Approximately 80% of seizures in the temporal lobe begin in the mesial temporal region, frequently starting in or around the hippocampus. The hippocampus, found in both temporal lobes, is essential for memory and learning.
During a temporal lobe seizure, a person may experience a seizure aura; an aura is an autonomic, cognitive, emotional, or sensory experience that commonly occurs during the beginning part of a seizure. The common mesial temporal lobe seizure auras include a rising epigastric feeling, abdominal discomfort, taste (gustatory), smell (olfactory), tingling (somatosensory), fear, déjà vu, jamais vu, flushing, or rapid heart rate (tachycardia). A person may then stare blankly, appear motionless (behavioral arrest) and lose awareness. Repeated stereotyped motor behaviors (automatisms) may occur; these include repeated swallowing, lip smacking, picking, fumbling, patting, or vocalizations. Dystonic posture is an unnatural stiffening of one arm occurring during a seizure. A dystonic posture on one side of the body commonly indicates seizure onset from the opposite side of the brain e.g. right arm dystonic posture arising from a left temporal lobe seizure. Impaired language function (dysphasia) during, or soon following, a seizure is more likely to occur when seizures arise from the language dominant side of the brain.

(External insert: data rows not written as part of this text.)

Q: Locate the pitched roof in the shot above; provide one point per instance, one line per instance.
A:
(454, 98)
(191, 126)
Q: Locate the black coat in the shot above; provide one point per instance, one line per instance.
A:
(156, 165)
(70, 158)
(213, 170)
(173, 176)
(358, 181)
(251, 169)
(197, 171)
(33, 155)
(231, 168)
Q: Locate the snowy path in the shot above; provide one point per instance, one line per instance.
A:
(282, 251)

The common auras from seizures arising from the primary auditory cortex include vertigo, humming sounds, ringing sounds, buzzing sounds, songs or voices, or altered sensations. Lateral temporal lobe seizures arising from the temporal-parietal lobe junction may cause complex visual hallucinations. In comparison to mesial temporal lobe seizures, lateral temporal lobe seizures are briefer in duration, occur with earlier loss of awareness, and are more likely to become focal than bilateral tonic-clonic seizures. Impaired language function (dysphasia) during or soon following a seizure is more likely to occur when seizures arise from the language dominant side of the brain.
The major cognitive impairment in mesial temporal lobe epilepsy is a progressive memory impairment. This involves declarative memory impairment, including episodic memory and semantic memory, and is worse when medications fail to control seizures. Mesial temporal lobe epilepsy arising from the language dominant hemisphere impairs verbal memory, and mesial temporal lobe epilepsy arising from the language non-dominant hemisphere impairs nonverbal memory.

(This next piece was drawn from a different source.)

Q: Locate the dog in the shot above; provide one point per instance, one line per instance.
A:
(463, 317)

Psychiatric disorders are more common among those with epilepsy, and the highest prevalence occurs among those with temporal lobe epilepsy. The most common psychiatric comorbidity is major depressive disorder. Other disorders include post-traumatic stress disorder, generalized anxiety disorder, psychosis, obsessive–compulsive disorder, schizophrenia, bipolar disorder, substance use disorder, and a ~9% prevalence of suicide.